Multiple heads allow the model to jointly attend to information from different representation subspaces at different positions simultaneously.

How Multi-Head Attention Works

MultiHead(Q, K, V) = Concat(head₁, ..., headₕ) · W_O

where headᵢ = Attention(Q·Wᵢᴬ, K·Wᵢᴷ, V·Wᵢᵛ)

Each head has its own Q, K, V projection matrices (Wᵢᴬ, Wᵢᴷ, Wᵢᵛ), and computes scaled dot-product attention independently. The outputs are concatenated and projected through W_O.

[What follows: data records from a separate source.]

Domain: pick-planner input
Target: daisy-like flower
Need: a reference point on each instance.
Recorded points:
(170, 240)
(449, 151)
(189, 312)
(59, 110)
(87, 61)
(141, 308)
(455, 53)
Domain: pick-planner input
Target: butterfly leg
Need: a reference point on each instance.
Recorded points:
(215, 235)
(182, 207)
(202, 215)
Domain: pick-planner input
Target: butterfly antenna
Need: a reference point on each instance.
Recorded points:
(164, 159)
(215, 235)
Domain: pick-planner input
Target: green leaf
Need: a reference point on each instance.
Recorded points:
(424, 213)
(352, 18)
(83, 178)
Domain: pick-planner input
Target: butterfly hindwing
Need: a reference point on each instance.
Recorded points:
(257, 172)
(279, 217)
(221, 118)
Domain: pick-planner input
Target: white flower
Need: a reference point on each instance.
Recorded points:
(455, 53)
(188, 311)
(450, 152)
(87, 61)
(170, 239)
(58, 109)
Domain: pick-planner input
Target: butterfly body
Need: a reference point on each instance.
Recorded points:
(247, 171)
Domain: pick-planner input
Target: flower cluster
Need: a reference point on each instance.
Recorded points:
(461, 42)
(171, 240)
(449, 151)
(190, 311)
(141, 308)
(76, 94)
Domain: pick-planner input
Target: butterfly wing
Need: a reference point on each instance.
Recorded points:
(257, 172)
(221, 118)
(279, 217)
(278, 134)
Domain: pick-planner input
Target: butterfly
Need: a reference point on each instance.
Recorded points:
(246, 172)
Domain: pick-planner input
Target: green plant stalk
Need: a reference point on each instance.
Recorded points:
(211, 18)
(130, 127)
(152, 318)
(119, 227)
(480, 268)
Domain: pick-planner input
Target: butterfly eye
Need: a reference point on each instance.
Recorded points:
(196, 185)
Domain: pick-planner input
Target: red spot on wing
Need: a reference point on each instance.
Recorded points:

Dimensions (original Transformer, d_model=512, h=8 heads):
  dₖ = dᵥ = d_model / h = 512 / 8 = 64 per head

  Each Wᵢᴬ, Wᵢᴷ: (512, 64)
  Each Wᵢᵛ:       (512, 64)
  W_O:             (512, 512)

  Parameters per head: 3 × (512 × 64) = 98,304
  Total for all heads + W_O: 8 × 98,304 + 512² = 1,048,576

The total parameter count is the same as one large attention head — multiple heads don't add parameters, they redistribute them into parallel subspaces.

Code

Python

import torch
import torch.nn as nn
import torch.nn.functional as F
import math

class MultiHeadAttention(nn.Module):
    def __init__(self, d_model: int, num_heads: int):
        super().__init__()
        assert d_model % num_heads == 0
        self.num_heads = num_heads
        self.d_k = d_model // num_heads

        # One linear layer for all heads combined (more efficient than separate)
        self.W_q = nn.Linear(d_model, d_model)
        self.W_k = nn.Linear(d_model, d_model)
        self.W_v = nn.Linear(d_model, d_model)
        self.W_o = nn.Linear(d_model, d_model)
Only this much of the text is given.